Let’s not feel defeated by the scale of the challenge – everyone of us has a role to play.
After my talk, there was a delightful interview with Dr Ian Laing, retired neonatologist, who perfectly demonstrated how we can all keep contributing professionally by talking about his musical career which he kept developing alongside his clinical one. Not only does Dr Laing play violin at performance level, he is also a composer and he played the brilliant piece of music he has composed to celebrate the SPS’s centenary next year.
That was my ‘virtual’ visit to Scotland! My true visit to Glasgow was on 6 November to attend the WHO Health and Climate Change Conference with our RCPCH Climate Change Steering Group. This was an inspiring opportunity to spend a day considering how health and climate change overlap and where and how we can act to minimise the impact. The resounding message from the conference was that climate change is a major global health issue and we need leadership from every country to consider ways of addressing this public health emergency. While COP26 failed to deliver on many of the expectations, it is very encouraging that 50 countries have specifically committed to develop climate-resilient and low-carbon health systems as a means of limiting the impact on people’s health. This commitment aligns with the College’s call in our climate change position statement. Let’s not feel defeated by the scale of the challenge – everyone of us has a role to play - as Greta Thunberg said, “Once we start to act, hope is everywhere.”

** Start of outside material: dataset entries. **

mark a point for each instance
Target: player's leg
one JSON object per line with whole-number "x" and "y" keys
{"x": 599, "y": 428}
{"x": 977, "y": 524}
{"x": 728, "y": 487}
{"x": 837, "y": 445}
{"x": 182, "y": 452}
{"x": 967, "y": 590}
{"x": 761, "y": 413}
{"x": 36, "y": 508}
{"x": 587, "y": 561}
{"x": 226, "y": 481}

Remaining on the theme of sustainability, we have excellent news to share about Archives of Disease in Childhood (ADC). From 1 January 2022, all RCPCH members will have access to ADC online, via the BMJ website. At the same time, we are also changing the way we provide ADC to members by moving to default online access, with an additional fee of £35 per year for those who wish to subscribe to print copies.

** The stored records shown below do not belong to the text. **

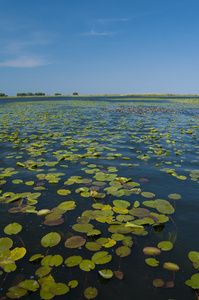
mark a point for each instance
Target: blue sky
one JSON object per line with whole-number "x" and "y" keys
{"x": 99, "y": 47}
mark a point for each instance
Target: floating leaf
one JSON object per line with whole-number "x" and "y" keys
{"x": 73, "y": 261}
{"x": 51, "y": 239}
{"x": 107, "y": 274}
{"x": 90, "y": 293}
{"x": 31, "y": 285}
{"x": 82, "y": 227}
{"x": 152, "y": 262}
{"x": 51, "y": 261}
{"x": 12, "y": 228}
{"x": 101, "y": 257}
{"x": 59, "y": 289}
{"x": 75, "y": 242}
{"x": 151, "y": 251}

The impact on child health, especially in low resource settings, is likely to be enormous and the conference was unanimous in calling for global action to address this.

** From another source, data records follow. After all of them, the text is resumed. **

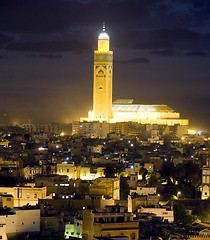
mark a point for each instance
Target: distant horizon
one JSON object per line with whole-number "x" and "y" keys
{"x": 161, "y": 54}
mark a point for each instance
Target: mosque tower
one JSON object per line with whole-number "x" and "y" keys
{"x": 102, "y": 79}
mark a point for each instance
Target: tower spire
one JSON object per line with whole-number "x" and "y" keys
{"x": 104, "y": 27}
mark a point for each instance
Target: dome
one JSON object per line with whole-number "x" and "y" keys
{"x": 103, "y": 35}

We intend that this change will have benefits for members, the environment and for paediatric research as well. The revised arrangement with BMJ allows us to provide online access to members at a lower cost than previously. We are using this saving to extend access to more members, reduce the cost for our existing subscribers and if we achieve further reduction in cost, this will be used to fund our climate change activities and other projects. For more about the changes, please read this blog by Dr Liz Marder, RCPCH Treasurer and Chair of the Climate Change Working Group. There is a series of frequently asked questions about this change – and if you still have any queries after reading them, please do not hesitate to get in touch via email to email@example.com.
RCPCH shares a 25th birthday in 2021 with the Sri Lankan College of Paediatricians. I was delighted to join their birthday conference on 11 November along with speakers from around Asia. It was especially good to be asked to speak about climate change and make the case for why this is a problem that is sadly going to surpass the scale of the current pandemic. The impact on child health, especially in low resource settings, is likely to be enormous and the conference was unanimous in calling for global action to address this.
Finally, you will be receiving email and paper voting forms to cast your vote in our forthcoming elections for the roles of Vice President for Science and Research, and Vice President for Health Policy. The elections go live on Monday 22 November – please check our website for details and exercise your democratic right to make your choice!
With best wishes to you all, and take care.